STILLWATER, Okla. —If Patrick Lavine and Ugo Chinasa have their way, the days when every Oklahoma State win had to come in a shootout will be in the past.
Lavine and Chinasa both returned interceptions for touchdowns and Dez Bryant had a punt return for a score among his four TDs, as the No. 21 Cowboys stemmed the tide until their high-powered offense could put away Texas A&M 56-28 on Saturday night.
“It’s good to get some recognition because we work so hard. That’s what we’ve been talking about all year, all offseason, about trying to get our name mentioned,” defensive captain Andre Sexton said. “We’ve got to keep making these plays like this to get where our offense has gotten and get the national recognition that we want.”
Oklahoma State (5-0, 1-0 Big 12) spent the past two seasons putting up big offensive numbers—ranking in the top 10 both years—but usually needing to outscore opponents to get wins.
But this time, the Cowboys’ offense—the third-highest scoring team in the country—came out slow against schemes they hadn’t seen while scouting the Aggies (2-3, 0-1).
While they still set a school record by surpassing 50 points for the fourth straight game, it wouldn’t have happened without some big help from their defense and special teams.
Chinasa was there to catch the deflection when Jerrod Johnson’s pass tipped off Jamie McCoy’s hands, and then he returned it 6 yards for a score. Bryant added a 78-yard punt return TD, and it was 28-7 after Lavine brought back another deflected pass 27 yards for a score.

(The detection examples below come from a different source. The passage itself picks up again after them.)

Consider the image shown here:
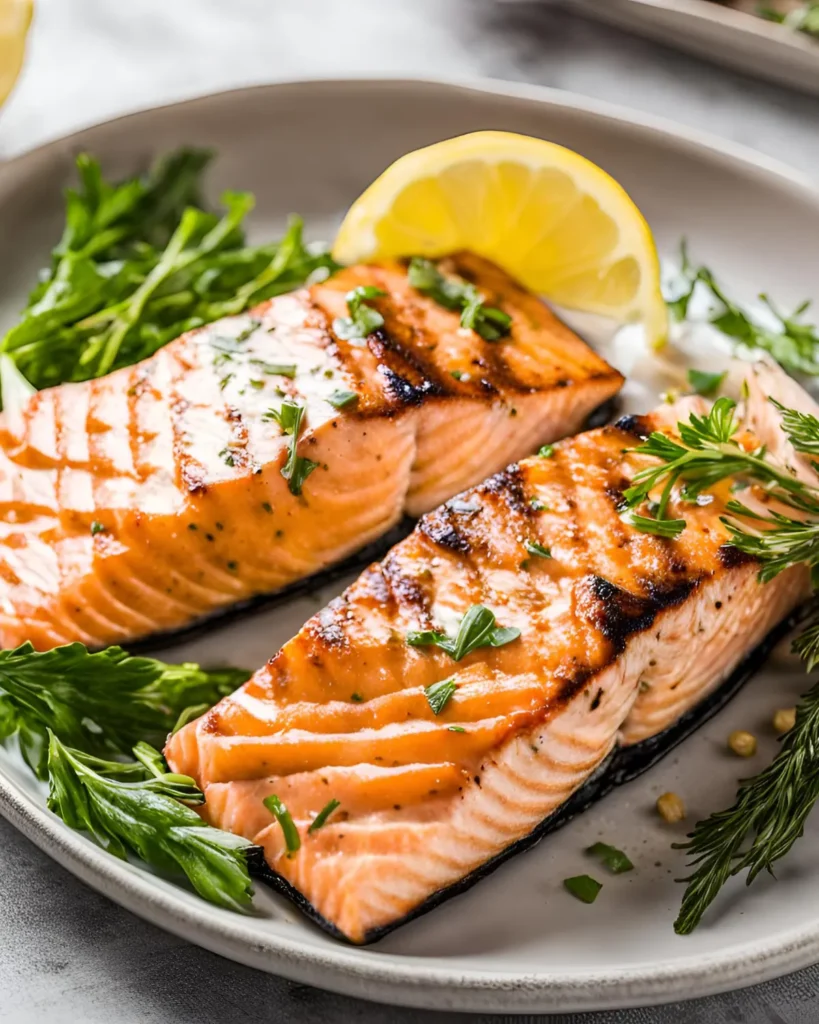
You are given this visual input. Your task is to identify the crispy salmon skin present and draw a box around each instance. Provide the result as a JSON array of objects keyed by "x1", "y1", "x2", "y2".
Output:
[
  {"x1": 0, "y1": 254, "x2": 621, "y2": 649},
  {"x1": 167, "y1": 368, "x2": 807, "y2": 942}
]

“It lets us know where our defense is. It lets us know where our offense is. They started out slow but our defense stepped up,” Lavine said. “I guess that opened a lot of eyes.”
Bryant caught five passes for 106 yards and three touchdowns, giving him his second four-TD game of the season. He capped Oklahoma State’s opening drive of the second half by catching Zac Robinson’s 23-yard pass as he fell out of the end zone to make it 35-7, then added a 19-yard touchdown catch with 12:24 to play to stunt a brief A&M rally and push the lead to 49-21.

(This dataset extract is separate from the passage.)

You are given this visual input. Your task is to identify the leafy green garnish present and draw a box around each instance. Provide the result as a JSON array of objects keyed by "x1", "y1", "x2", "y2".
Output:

His first score came on a 29-yard pass from Robinson.
“He’s just a phenomenal athlete and when the ball is in his hands, he’s very dangerous,” Aggies coach Mike Sherman said. “We knew that coming in.”
Robinson went 13-for-18 for 186 yards with the three passing TDs to Bryant and two rushing touchdowns.
Johnson, making his second straight start in place of injured Stephen McGee, finished with 238 yards on 24-of-43 passing. McGee was in uniform on the sideline, wearing a ballcap.
Mike Goodson, who committed to Oklahoma State before choosing Texas A&M instead, scored on runs of 80 yards in the first quarter and 11 yards in the fourth quarter, but missed a stretch late in the first half when the Aggies still had a chance. He had his left elbow taped and practiced taking handoffs and keeping the ball secure on the sidelines before returning.
The main problem, though, was A&M’s five first-half turnovers.
“We’ve turned the ball over way too many times. We’re losing that battle,” Sherman said. “When you turn the ball over that many times, two for touchdowns, it makes life hard.”
Oklahoma State came in with the nation’s top rushing offense, averaging 340 yards, and figured to have a decided edge against the fifth-worst run defense in the nation. But while the Aggies’ defense held Kendall Hunter in check, keeping the nation’s third-leading rusher to less than 100 yards for the first time this season, Bryant and the Cowboys’ defense picked up the slack.
Hunter ran 21 times for 90 yards, but picked up much of that total as the Cowboys ran out the clock in the final 5 minutes. That snapped a streak of 15 straight games in which Oklahoma State had a 100-yard rusher.
It didn’t matter, though.
The Cowboys returned two interceptions for touchdowns in the same game for the first time since Darrent Williams pulled it off by himself against Baylor in 2001. Oklahoma State didn’t have records showing whether the team had ever scored three non-offensive touchdowns in a game.
“The offense is going to have days like that. It’s just a good feeling that we’re able to make it up on special teams as well as defense,” Lavine said. “We’re also going to have our days when they’re going to pick up the slack. That just tells you how good of a team we’re becoming.”